By default, secure aggregation uses all-pairs (pairwise) topology: each server derives O(K-1) shared seeds with every other non-label server. For K>=4, this can be reduced to O(2) seeds per server using the topology = "ring" option. In ring topology, servers are arranged in a sorted circular order, and each server only derives seeds with its two immediate neighbors (previous and next). Mask cancellation still holds because each ring edge appears as +mask on one side and -mask on the other, and the sum around the cycle is zero.
For K=3, ring and pairwise topologies are identical (each server always has exactly 2 peers).

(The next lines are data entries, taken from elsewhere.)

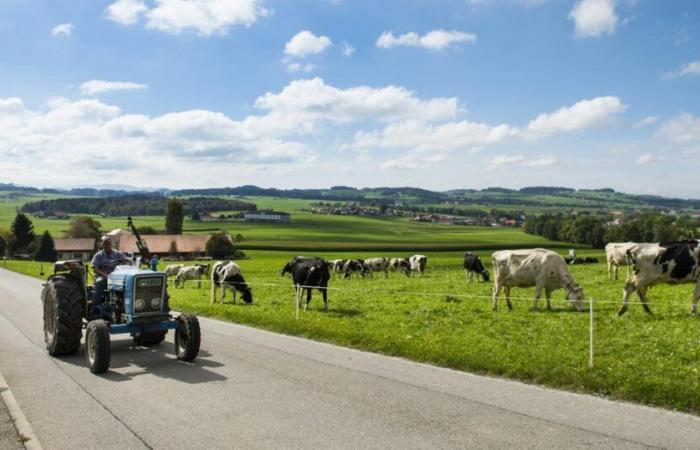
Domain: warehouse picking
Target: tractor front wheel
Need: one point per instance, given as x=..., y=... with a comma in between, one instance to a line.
x=187, y=337
x=150, y=339
x=97, y=346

To prevent a malicious client from injecting phantom peers (telling server A the peer set is {A, B, C} while telling server B it is {A, B, D}), dsVert supports peer manifest consensus. After transport key distribution, each server computes SHA-256(canonical_manifest_json) and transport-encrypts its hash to every other server. Each server decrypts and compares the peer hashes against its own. Any mismatch triggers an immediate stop with a consensus error.
Manifest consensus is enabled via the dsvert.manifest_consensus option (default FALSE for backward compatibility). When enabled, glmSecureAggInitDS requires all peers to be validated before proceeding with seed derivation.
PSI has dsvert.psi_key_pinning to validate client-provided PKs against a pre-configured allowlist. The same pattern is now available for MHE via dsvert.mhe_key_pinning. When enabled, mheStoreTransportKeysDS validates every client-provided transport PK against the trusted set in dsvert.mhe_peers. Any unknown PK triggers a MITM detection error.
The GLM FSM prevents a malicious client from forcing partial schedules that could leak information. Each coordinator server tracks session state with strict phase ordering:
INIT → EXPECT_ETAS → COORD_READY → COORD_DONE → BLOCKS_ACTIVE → EXPECT_ETAS (loop) → TERMINATED
Key enforcement rules:
- Coordinator MUST receive exactly
n_nonlabeletas before stepping (rejects partial aggregation) - Iteration numbers MUST be strictly increasing (anti-replay)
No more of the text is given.